Wisconsin Taxpayers Paid $608,000 for Mandela Barnes’ Security including Chicago Marathon

More than 10 times as much money has been spent protecting Barnes than was spent protecting Kleefisch.

State taxpayers have paid hundreds of thousands of dollars for security for Lt. Gov. Mandela Barnes, including for personal activities such as a marathon, climate change conference, and a campaign event.

That comes from a report in the Milwaukee Journal Sentinel, which reported that Mandela Barnes’ security costs were “$608,528 for a total of 14,370 hours of work” in the first three years he was the state’s lieutenant governor.

The newspaper reported that Barnes received taxpayer-funded security for the Chicago Marathon, a virtual event for Planned Parenthood, a climate change conference in Washington D.C., the Credit Bureau Cherry Blossom Ten Mile Run, and church attendance.

In 2019, the Journal Sentinel reported that Barnes’ vehicle registration was suspended when he didn’t pay parking tickets on time. “It’s a good thing that Lt. Gov. Mandela Barnes has had state security officials to chauffeur him around the state,” the newspaper reported at that time.

In 2020, Barnes called for funds to be shifted from police departments to neighborhood programs.

Alec Zimmerman, communications director for U.S. Sen. Ron Johnson, called Barnes’ security costs “outrageous and unprecedented” in an interview with the Journal Sentinel, accusing Barnes, who is running against Johnson, of using “the State Patrol as his own Uber service.”

Mandela Barnes’ Security

Barnes has “averaged more than 13½ hours of security protection a day — including weekdays, weekends, and holidays — at a daily cost to the state of $660 for patrol officers’ wages,” the Journal Sentinel reported.

According to the newspaper, former Lt.
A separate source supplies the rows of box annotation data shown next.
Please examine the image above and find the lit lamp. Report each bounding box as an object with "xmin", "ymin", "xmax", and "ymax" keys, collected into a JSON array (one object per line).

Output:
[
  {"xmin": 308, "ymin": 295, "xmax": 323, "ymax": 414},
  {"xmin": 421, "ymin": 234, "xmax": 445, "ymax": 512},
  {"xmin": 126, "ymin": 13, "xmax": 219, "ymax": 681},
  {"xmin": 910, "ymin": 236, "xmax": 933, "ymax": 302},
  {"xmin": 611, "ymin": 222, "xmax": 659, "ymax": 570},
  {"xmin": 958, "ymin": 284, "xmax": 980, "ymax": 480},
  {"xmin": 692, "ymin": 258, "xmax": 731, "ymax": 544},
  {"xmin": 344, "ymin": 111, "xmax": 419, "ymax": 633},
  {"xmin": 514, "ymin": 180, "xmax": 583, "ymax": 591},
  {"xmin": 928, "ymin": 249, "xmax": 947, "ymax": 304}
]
Gov. Rebecca Kleefisch declined security for personal activities.

More than 10 times as much money has been spent protecting Barnes than was spent protecting Kleefisch.

The state Dignitary Protection Unit makes the call on when to provide security for a public official, the newspaper reported. The Journal Sentinel story added that Barnes’ campaign has reimbursed the state $21,920 during his U.S. Senate campaign.